At the same time I was too comfortable, I needed a shake, stimulation. This came in the form of my apartment. My perceived stable foundation was quaking beneath me, but it led to a healthy re-evaluation of what I considered to be a stable foundation (and if I really wanted the permanence of place I thought).
Excited and energised I left for Egypt, feeling like I was postponing a dream. Only to discover the components of the dream emerging before my eyes. I had envisaged a space to develop a nomadic community space on the river.
Within 2 weeks I was living here.
Exploring how we could create a space for Mutual Development with the local Community.
Now, there are multiple stories I could tell as to how such things Manifest. I don’t know whether this is due to an awareness of what you want, tuning your awareness to finding it, or just “magic”. The rational in me is inclined to the former, the spiritual in me the latter. Regardless, in principle knowing what you want is the first step in getting it.
I’m now working to create opportunities to return to Aswan and live well on the Bank of the Nile, for 3-4 months of Winter each year, hit me up if you want to be a part of it. Many Opportunities listed here.
I’ve spent the last 4 years experimenting with letting go of control, creating Anarchic and Enabling spaces and environments for people to explore within and discover their own capabilities. I’ve also been thinking about how we complicate our lives with Technology in order to simplify it. We are constantly designing new tools to help us better connect with other Humans.
Living in a Nubian Community has blown my mind and my assumptions about the latent capabilities of community and the abilities of networks for problem solving, sharing of information and disaster response.
Talking to one another is still the ultimate social tool and most effective way of getting shit done, and mass communication (what’s important is translated and spreads). There is no process needed, but empathy sure helps. Despite the simplicity of this operating platform I’m still continuously astonished by how many people have forgotten to engage with each other as human beings, instead adopting masks, roles and behaviors that would set them apart and create barriers in doing so.
Whilst the insight isn’t new to me, the continuous practice and observation of a lower tech/hyper-connected community constantly astonishes me.
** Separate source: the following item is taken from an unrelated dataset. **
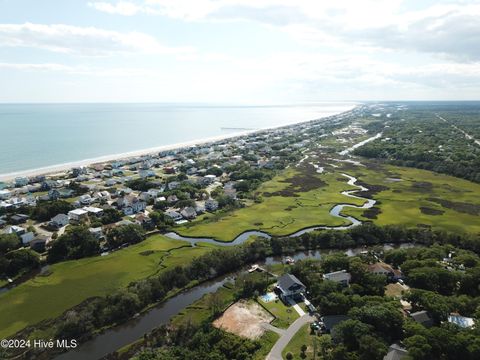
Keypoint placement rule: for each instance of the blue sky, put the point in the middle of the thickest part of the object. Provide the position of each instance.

I will share further insights here in the future on this topic. Alternatively if anyone wants to interview me, on the topic it”d make it easier for me to solidify my thoughts.
On the control side, the Felucca Festival forced me to let go of the last faint urges I had to help things on their way. Without language, understanding of the island community, or the social culture we were operating in, I had to let everything flow. When goats eat your agenda, and there is no pre-existing organisational framework for events you have to break, just doing something active and positive and seeing what happens is the only way to roll.
Forgive the gooey ending, but I can’t write a review of the year without the highlight.
In case it wasn’t apparent from this….
“The most attractive thing anyone can be is themselves. You wont attract everybody, but you will attract the ones that will love you for who you are. For them you will shine, and they for you.
If instead you adjust yourself to the perceived expectations of others, together you will construct a prison of interpreted will. A prison nobody wants, but they all maintain in silence from the fear they are alone in their longing to be free.”
I fell in love.
It was quick, deep, and easy.
Up until this point I’d always been afraid of commitment, skeptical even. However I realised that it’s easy, when it feels right. When you feel comfortable with someone, at once burning and passionate, at the same time secure, safe, and connected. I’ve never been more sure or more at ease.
We spoke with candor, I let go of all analysis or strategy. I’m all in. I think it’s the only way to love.
To trust, to give all.
I proposed on top of Mount Moses on New Years Day at Dawn, I made the rings from silver band and rainbow opal (connected to another magical story from our short history), with a pair of pliers whilst visiting my family across Europe. Every day she amazes me.
I never saw myself before I met her as the commitment type, being very independent in my thoughts and quite different in my approach to life. Yet the day after we got together we were already talking marriage and I wasn’t freaking out.
This year now appears to be the year of the lovers, with friends all over the place finding the one who compliments and helps them to grow.
Socially there are many challenges to be overcome before we are married (she’s an Egyptian, and Muslim by birth although not belief), but we are meeting these with smiles and open hearts.
We will now explore together how to live well and live good, in a way that suits us. I have found another as keen as I am to prototype a better life. This relationship isn’t settling or a compromise, it’s a power up. She supports, she inspires and she is her joyful self without compromise.
Anyway, hallas. Zeinab I love you.
May you all find freedom this year, may you all find love.